Nicolas Cage plays Corelli in the movie version. That is probably infuriating, too.
Not a spoiler: Corelli and Pelagia fall in love. Corelli has to sneak off the island when the Germans take over, but he promises to return when the war is over.
Spoiler: The war ends. Pelagia adopts an infant left on her doorstep. One day, she is playing in the yard with the baby, and she sees a figure who looks just like Corelli in the distance. She calls to him and runs after him, but he has disappeared. This happens every year for ten years.
Right away, I thought, “Oh no! Corelli saw Pelagia with a baby and assumes it’s her baby! He is heartbroken but noble, so he is leaving her in peace with her baby and husband, even though there is no evidence of a husband anywhere!” But then I thought, “No. That is absurd. That is not how people behave. He must be Corelli’s ghost.” (The fact that Corelli’s ghost might plausibly appear gives you an idea of what kind of book this is, and I do not mean that negatively.)

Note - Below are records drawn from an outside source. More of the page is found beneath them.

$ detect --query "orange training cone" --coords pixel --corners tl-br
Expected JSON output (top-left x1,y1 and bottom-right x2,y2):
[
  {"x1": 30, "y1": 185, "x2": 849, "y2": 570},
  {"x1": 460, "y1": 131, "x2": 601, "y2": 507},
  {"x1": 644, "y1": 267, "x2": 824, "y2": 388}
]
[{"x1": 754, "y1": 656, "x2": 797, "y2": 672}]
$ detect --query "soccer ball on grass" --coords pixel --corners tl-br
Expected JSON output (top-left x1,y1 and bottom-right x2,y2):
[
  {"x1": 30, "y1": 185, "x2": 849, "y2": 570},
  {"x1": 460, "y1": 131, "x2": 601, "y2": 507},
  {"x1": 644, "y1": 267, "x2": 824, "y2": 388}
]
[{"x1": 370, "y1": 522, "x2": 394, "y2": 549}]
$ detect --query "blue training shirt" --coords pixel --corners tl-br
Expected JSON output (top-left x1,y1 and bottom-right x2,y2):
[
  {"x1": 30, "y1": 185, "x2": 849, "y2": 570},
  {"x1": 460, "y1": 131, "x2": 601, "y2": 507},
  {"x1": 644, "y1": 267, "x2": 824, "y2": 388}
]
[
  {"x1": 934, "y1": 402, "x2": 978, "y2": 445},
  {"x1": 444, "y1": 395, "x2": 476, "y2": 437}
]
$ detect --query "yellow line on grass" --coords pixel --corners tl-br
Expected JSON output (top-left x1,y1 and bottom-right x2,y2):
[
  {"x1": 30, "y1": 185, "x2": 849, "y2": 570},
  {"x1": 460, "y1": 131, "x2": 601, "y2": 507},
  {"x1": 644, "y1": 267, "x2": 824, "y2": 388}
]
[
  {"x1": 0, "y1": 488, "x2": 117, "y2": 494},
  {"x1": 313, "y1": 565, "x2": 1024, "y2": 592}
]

Big Spoiler: Many years go by. Pelagia is old. Suddenly, Corelli returns, and it turns out that my first terrible suspicion was right. Correli did come back. He did think Pelagia was married. He did nobly, bitterly leave her alone for decades. But now he’s back, and after an all-too-brief resistance on Pelagia’s part, they set about recreating the innocent love affair they had fifty years earlier. The end.
As you can probably tell, I hated this development. I do not demand absolute realism from fiction, but I do demand . . . well, more realism than this. I know this kind of Tragic Misunderstanding is a common trope of literature and film (see An Affair to Remember, for example), but I simply cannot stand it.
Even if I could accept that a person would make the assumption that his beloved is married and then decide to leave without speaking to her or asking anyone in the village about it or anything (and clearly, I cannot accept this), I cannot find it satisfying. Because really, we want the people who love us to fight for us, right? To at least do more research before they take their noble leave. Ask around, Corelli. Or, you know, watch for more than two minutes.